I read an article in Nature today about the difficulties of establishing a lunar standard time. Riveting! There are a few pieces of this that I think are interesting to consider:
Lunar Time Zones
The first question would be to decide whether or not to use lunar time zones. Depending on the number of lunar bases, and how far apart they are, it might make sense just to have one single lunar standard time. Similarly to how the entirety of China is one timezone — this is certainly the quickest solution for establishing ground truth.
Determining Precise Time
If we do decide to go with time zones, however, then we have the challenge of determining a person’s longitude on the moon, in order to determine which zone to place them in. There have been a number of delightful books about establishing earth’s UTC (1, 2) but in our modern age this is solved by using GPS satellites. On the moon, however, we don’t have enough satellites to guarantee accurate triangulation for all locations!

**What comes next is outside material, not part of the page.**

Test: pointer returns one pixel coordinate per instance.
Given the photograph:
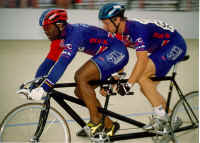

To date, we don’t have a standard way of tracking “the time” on other planets, because we don’t have other humans living on planets. On Mars, for example, each rover has its own epoch time, starting from the moment the spacecraft landed on the planet. So we have highly relative calendars on a per-machine basis. It would be tempting to define lunar time by a similar metric, i.e. the first human to set up shop for a bit gets to define 00:00 on the 0th day. We’re going to have multiple countries sending missions to the moon, however, and given how well humans have got along with each other historically… it will be interesting to see how they will converge on a shared calendar system.
Just keep it in Earthtime
For the beginning, this will be the simplest solution. A lunar day lasts 24 hours and 50 minutes, which is definitely off-kilter enough to drive people crazy if they tried to stay on earth time. Martian days are 37 minutes longer than earth days — when the MSL rover was first landing on Mars, JPL operators lived on Martian time to maximize the available window of sunlight and data processing on the rover. It drove people crazyyyyy to be shifting out of sync with the rest of their loved ones, 37 minutes at a time!